Stephen J. TulowieckiAssistant Professor of Geography
Steve is a GIScientist and biogeographer who studies forested ecosystems, with a focus on forests prior to European settlement in the Northeastern US Steve's research examines the factors that shaped past geographic distributions of tree species, as well as methodological issues surrounding this area of inquiry (e.g. spatial representations of ecological phenomena, positional uncertainty in species data). His research utilizes geospatial tools and quantitative methods, such as geographic information systems (GIS), predictive modeling, statistical computing, and programming. Steve's research also utilizes – and studies the usefulness of – unconventional or "found" data sources, such as original land survey records of the 17th to 19th centuries CE. His dissertation explored the impacts of Native American settlement upon tree species composition in Chautauqua County, New York (ca. 1800 CE). Steve's teaching interests include GIS, environmental issues, and geospatial and statistical software. Future research interests are in applying recent methods and paradigms in geographic study – such as information retrieval, text mining, and citizen science – to the pursuit of comprehending past forest conditions in the Northeast.
National Science Foundation (NSF)-funded research
ENVR 124: S/Environmental Issues
This introductory course is an interdisciplinary examination of historical and contemporary environmental problems. It examines the impact of human activity on the environment and the complex interrelationships between people and the natural world. It also explores the socioeconomic and political dimensions behind environmental change, and evaluates solutions to environmental dilemmas such as deforestation, soil erosion, air and water pollution, and biodiversity loss.

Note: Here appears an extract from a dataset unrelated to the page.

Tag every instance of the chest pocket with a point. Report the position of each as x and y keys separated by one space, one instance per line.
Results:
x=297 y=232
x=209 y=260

GEOG 278: R/Statistics in Geography
An introduction to statistical research methods in geography. This course covers classical and spatial statistics as applied to research in physical and human geography. Topics covered include description, inference, significance, and prediction based on samples drawn from geographic data. (Students may not receive credit for more than one 200-level statistics course, including credit for more than one of the following courses: ECON 205, GEOG 278, MATH 242, PLSC 251, PSYC 250, and SOCL 211.) Prerequisites: GEOG 102 or GEOG 111 and GEOG 112 or GEOG 123 or permission of instructor. Offered every year
GEOG 386: App-GISc:Modeling&Raster Analy
This course provides the opportunity for in-depth applications of Geographic Information Science, including Geographic Information Systems (GIS), spatial analysis, remote sensing, and cartography, to selected research problems and data sets. This course will introduce students to both conceptual and practical aspects of developing GIScience applications. May be taken for credit twice under different subtitles. Prerequisites: GEOG 286. Not offered on a regular basis.